Ce blogue a été posté par Adam Kotsko sur le site an und für sich (original en anglais ici), le 28 mai 2023. Personnellement, j’étendrais aux écrits universitaires la critique faite ici du culturalisme (voir en un artefact culturel le « reflet » d’une société et non une construction idéologique, encore moins une forme-marchandise) qui caractérise les commentaires sur les séries télévisées. Comme je l’ai écrit en 2010 : « La tendance actuelle dans les pays anglo-saxons est de publier des livres collectifs mobilisant une variété d’angles et d’approches théoriques pendant les premières saisons d’une série, ce qui reflète les normes commerciales (et opportunistes) de plus en plus présentes dans l’édition universitaire ; la rapidité de ces productions milite contre la prise de distance qui permettrait aux analyses de faire date » (Les séries télévisées, L’Harmattan, p. 7). De plus, on a souvent l’impression que la série télévisée sert de patère pour la mise en valeur d’une approche politique ou intellectuelle, ou pour rendre plus attirante une discipline en perte de vitesse (dernièrement, la philosophie). Comble de cette instrumentalisation de la série comme objet de recherche est le projet DEMOSERIES, Shaping Democratic Spaces: Security and TV Series (2020-2024), sous la houlette de la philosophe Sandra Laugier, et financé par l’European Research Council (qui récompense « l’excellence scientifique ») à hauteur de 2,2 millions d’euros. Le projet se présente ainsi : « [il] vise à étudier le « soft power » des séries TV et à montrer comment elles constituent de nouvelles ressources pour l’éducation morale, la créativité et la perfectibilité de leurs publics ; comment elles contribuent à la conversation démocratique et aux politiques publiques. Les séries télévisées sont de plus en plus reconnues comme objet de recherche, mais leur potentiel esthétique pour visualiser les questions éthiques et développer une réflexion collective sur les valeurs démocratiques n’a pas encore été suffisamment apprécié ; alors qu’elles peuvent jouer un rôle crucial dans la création de valeurs partageables. » Comme le dit ici Adam Kotsko à propos d’une approche des séries comparable, c’est « du n’importe quoi » ; je n’en dirais pas plus (David Buxton).
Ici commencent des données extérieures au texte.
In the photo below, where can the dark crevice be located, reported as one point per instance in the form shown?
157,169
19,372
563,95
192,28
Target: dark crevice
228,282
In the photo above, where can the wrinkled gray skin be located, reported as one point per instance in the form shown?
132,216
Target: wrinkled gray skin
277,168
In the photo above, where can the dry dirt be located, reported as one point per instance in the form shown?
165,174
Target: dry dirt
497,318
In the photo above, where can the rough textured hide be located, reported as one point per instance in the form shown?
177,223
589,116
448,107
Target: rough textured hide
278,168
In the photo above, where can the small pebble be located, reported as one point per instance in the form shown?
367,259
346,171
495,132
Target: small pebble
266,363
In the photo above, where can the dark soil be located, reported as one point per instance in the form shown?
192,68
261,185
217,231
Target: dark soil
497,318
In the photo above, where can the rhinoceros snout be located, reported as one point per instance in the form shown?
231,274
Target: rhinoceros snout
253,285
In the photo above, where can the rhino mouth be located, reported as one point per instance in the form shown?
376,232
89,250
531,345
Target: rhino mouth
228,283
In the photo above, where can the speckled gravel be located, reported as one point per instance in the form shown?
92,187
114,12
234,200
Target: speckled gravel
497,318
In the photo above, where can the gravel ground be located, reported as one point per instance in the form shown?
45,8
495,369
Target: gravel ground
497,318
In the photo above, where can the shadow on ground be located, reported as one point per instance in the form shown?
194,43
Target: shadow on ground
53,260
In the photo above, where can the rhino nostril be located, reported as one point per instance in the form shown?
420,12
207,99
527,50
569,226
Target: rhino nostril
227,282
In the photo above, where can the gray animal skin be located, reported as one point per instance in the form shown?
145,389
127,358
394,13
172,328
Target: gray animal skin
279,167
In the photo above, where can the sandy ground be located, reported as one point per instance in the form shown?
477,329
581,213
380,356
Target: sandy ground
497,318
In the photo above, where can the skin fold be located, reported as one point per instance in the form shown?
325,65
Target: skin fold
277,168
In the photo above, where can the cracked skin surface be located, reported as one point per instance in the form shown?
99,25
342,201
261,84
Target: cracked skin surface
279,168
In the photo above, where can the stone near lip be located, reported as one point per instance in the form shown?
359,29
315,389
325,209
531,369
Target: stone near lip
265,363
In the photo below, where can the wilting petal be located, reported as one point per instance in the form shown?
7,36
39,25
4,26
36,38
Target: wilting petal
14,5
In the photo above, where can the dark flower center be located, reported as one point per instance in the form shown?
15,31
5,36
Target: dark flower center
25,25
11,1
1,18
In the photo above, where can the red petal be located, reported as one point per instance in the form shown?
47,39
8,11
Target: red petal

J’ai écrit pas mal sur les séries télévisées – trois petits livres sur les traits de caractère négatifs dans les séries contemporaines, un article universitaire, un livre en cours sur Star Trek, et de nombreux blogues et publications en ligne. Je prévois un enseignement à l’automne sur la bande dessinée Watchmen et son adaptation sur HBO. Pourtant, je me sens de plus en plus indifférent aux écrits sur les séries. En grande partie, mon épuisement s’explique par l’énorme surproduction de commentaires. Beaucoup d’entre eux proviennent des gens que j’admire, et sont de qualité, mais même les meilleures pièces donnent l’impression d’être précipitées ou forcées.
Pour moi, une bonne analyse de série relève de « la perspicacité rappelée avec tranquillité », mais la culture actuelle de publication en ligne n’y est pas compatible. Se tenir rigoureusement à jour est la seule manière d’avoir une chance d’être lu. Dans six mois, aucun éditeur ne s’intéressera à votre pièce sur Succession ; la fenêtre est strictement limitée au présent. Je pourrais écrire une entrée de blogue pour mes amis, mais ce n’est pas ainsi qu’on s’établit comme écrivain. Je comprends que mon statut d’enseignant titulaire dans le supérieur me permet de prendre mon temps (et même m’y oblige) ; peut-être ma fatigue est due en partie à la culpabilité du survivant, car je suis conscient que dans une autre vie, j’aurais pu être rejeté par l’université, auquel cas commenter les séries auraient été la seule manière de maintenir une semblance d’engagement intellectuel.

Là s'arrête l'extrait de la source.